Cuando por fin se resolvió el trámite que a mí me correspondía, sentí que fui salvado por la interrupción de pensamientos que venían para ampliar la visión de acompañantes en una diversidad de situaciones. Salí del lugar dejando atrás el rostro que había provocado tantas imágenes. Sin embargo, la visión de ser acompañante reapareció con la gente de todas edades que por gusto o necesidad buscan transformar una serie de emociones en sentimientos de compasión o solidaridad antes que sucedan situaciones críticas de todo tipo. En días pasados alguien me comentó que era confuso acompañar a una persona. Es agradable dijo,  compartir momentos y espacios, pero de ponto eso de la armonía y el equilibrio desaparece. Increíblemente se vuelve una carga muy pesada el ser acompañante en una situación de equidad. Lamentó que solamente en las crisis se tratara de volver a ser mejor persona. 

Como  puedes ver, no todos tienen la paciencia para ser acompañante cuando se empieza a escuchar historias que tal vez no son de tu interés, se requiere comprender ideas muy diferentes, acordar valores tan dispares en una escala muy personal que  más bien separa. Puede ser optativo continuar en el disenso para no fracturar relaciones de amistad, de familia, o de servicio. Aunque me consta que en situaciones particulares una decisión es lo necesario para terminar con esas compañías que en lugar de ayuda infringen heridas dolorosas que luego hay que superar entre críticas y costumbres que dificultan retomar el amor propio como un principio incuestionable.

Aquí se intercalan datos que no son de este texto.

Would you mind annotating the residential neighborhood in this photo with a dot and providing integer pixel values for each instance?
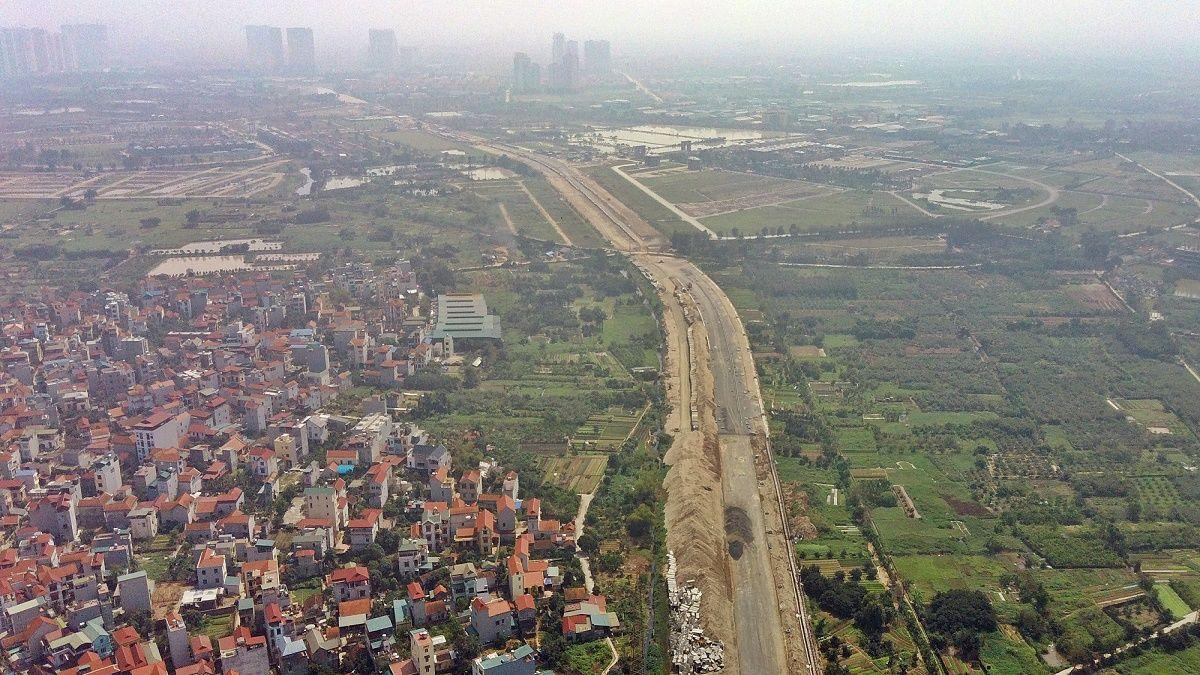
(219, 475)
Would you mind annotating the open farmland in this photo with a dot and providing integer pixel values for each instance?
(984, 460)
(226, 181)
(711, 192)
(820, 213)
(577, 473)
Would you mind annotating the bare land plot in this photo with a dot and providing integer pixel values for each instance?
(580, 473)
(816, 214)
(1095, 297)
(709, 192)
(233, 181)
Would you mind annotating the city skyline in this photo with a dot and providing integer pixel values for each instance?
(1012, 28)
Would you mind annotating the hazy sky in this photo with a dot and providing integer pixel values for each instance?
(214, 28)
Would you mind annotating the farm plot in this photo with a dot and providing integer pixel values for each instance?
(1171, 601)
(820, 213)
(1151, 414)
(711, 192)
(605, 430)
(929, 574)
(216, 181)
(580, 473)
(1095, 297)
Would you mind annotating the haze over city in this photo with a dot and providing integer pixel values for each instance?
(210, 31)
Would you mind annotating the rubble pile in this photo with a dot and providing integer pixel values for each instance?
(691, 651)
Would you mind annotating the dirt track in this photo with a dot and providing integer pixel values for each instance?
(723, 518)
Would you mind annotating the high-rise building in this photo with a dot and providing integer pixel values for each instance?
(777, 118)
(563, 73)
(526, 73)
(558, 48)
(85, 47)
(30, 51)
(264, 47)
(301, 51)
(382, 49)
(16, 52)
(597, 57)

 Al fin y al cabo, los acompañantes somos todos. En el transcurso de las historias de vida el papel es de intercambio para desempeñar esa tarea. En un momento eres niño que acompaña con su energía a un viejo que renace a una infancia compartida. O te vuelves viejo para acompañar a la juventud que empuja fuerte y acompaña en los cambios duros, incomprensibles, pero necesarios para todos. De alguna manera hay que rejuvenecer para seguir en el entendimiento de la vida que no se detiene. Igual que hacer un alto, aunque seas joven, para encarar el deterioro o decadencia de quienes te acompañaron cuando eras indefenso, y tenías necesidad de cuidados.  Por lo tanto, los acompañantes se revisten de toda clase de apariencias, o mejor dicho cada uno los identifica de acuerdo con lo que ha dado y recibido. Entonces hay que reconocer constantemente de qué lado estamos. Es por eso que deseo para el hombre quien  propició este relato, ver su rostro en alto y que su labor sea en conciencia; que pueda alegrar su cara, o se libere y pueda declinar  como corresponde a cualesquier otro acompañante venga de donde venga.